The NY Times focuses on one of these reasons in an article entitled: “As Workouts Intensify, a Harmful Side Effect Grows More Common“. One woman highlighted in the article suffered some serious consequences from what should have been just a hard day at the spin studio.
“Over the next two days, her legs throbbed with excruciating pain, her urine turned a dark shade of brown, and she felt nauseated. Eventually she went to a hospital, where she was told she had rhabdomyolysis, a rare but life-threatening condition often caused by extreme exercise. It occurs when overworked muscles begin to die and leak their contents into the bloodstream, straining the kidneys and causing severe pain.” Ouch. This does not sound good.
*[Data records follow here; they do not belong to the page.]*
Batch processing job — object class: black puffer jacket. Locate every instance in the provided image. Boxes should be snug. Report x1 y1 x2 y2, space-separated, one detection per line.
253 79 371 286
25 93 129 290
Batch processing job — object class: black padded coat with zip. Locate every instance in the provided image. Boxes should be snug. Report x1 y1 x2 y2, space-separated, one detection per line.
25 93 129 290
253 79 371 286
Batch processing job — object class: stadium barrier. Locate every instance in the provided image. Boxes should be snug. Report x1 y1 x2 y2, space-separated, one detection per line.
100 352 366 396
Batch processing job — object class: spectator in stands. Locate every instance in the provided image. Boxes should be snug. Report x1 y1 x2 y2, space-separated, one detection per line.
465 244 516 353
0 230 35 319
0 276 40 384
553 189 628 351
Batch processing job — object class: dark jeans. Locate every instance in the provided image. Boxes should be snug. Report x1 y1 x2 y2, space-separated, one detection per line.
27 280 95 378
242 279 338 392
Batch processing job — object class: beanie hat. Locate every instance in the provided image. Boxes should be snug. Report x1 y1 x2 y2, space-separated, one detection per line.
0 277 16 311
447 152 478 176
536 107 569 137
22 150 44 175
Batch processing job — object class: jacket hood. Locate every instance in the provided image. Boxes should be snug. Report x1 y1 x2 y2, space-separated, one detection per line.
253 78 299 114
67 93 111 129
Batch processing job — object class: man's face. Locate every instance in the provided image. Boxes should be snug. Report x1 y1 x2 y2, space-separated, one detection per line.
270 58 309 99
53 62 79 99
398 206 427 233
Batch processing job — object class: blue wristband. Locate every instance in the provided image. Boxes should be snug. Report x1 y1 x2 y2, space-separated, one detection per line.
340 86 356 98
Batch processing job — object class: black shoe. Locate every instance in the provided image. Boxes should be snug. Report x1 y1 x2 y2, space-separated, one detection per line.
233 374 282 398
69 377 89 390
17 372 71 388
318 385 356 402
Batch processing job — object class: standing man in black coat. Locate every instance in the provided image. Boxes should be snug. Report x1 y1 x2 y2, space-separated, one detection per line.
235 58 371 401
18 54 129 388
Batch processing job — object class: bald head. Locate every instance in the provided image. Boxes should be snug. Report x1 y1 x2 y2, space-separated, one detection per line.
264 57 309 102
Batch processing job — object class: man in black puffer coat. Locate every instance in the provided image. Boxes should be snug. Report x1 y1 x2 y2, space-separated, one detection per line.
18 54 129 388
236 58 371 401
So were you right all along and all of this workout nonsense was a lie? Is sitting on the couch safer? Not really. You should “workout” or exercise everyday if possible. You just need to remember two things first:
1) Fitness – what am I trying to get fit for? Do I want to play with my kids/grandkids without huffing and puffing? Do I want to ride my bike in the summer charity ride each year? Do I want to do better in summer ultimate or do I want to win my age category and some fitness-related sporting event. Have a serious chat with yourself to figure out where you should start your journey back to fitness. If you are looking to compete at a high level no matter what your age, consider getting a coach to help you build a plan and recognize problems and injuries.
2) Adapt – take your time getting into your new regime. Work your way up slowly, perhaps adding 10% or less of weight, resistance, time etc to your work outs each week. Take at least a day off a week to recover with some walking or yoga. Listen to your body and cut back when you are aware of over training symptoms such as elevated heart rate while working out (higher than usual), elevated heart rate when you wake up in the morning (take it every morning for a week to get a baseline) or are you having trouble sleeping? More ornery than usual? (Be honest).
So workout good. Workout too much and too soon less good.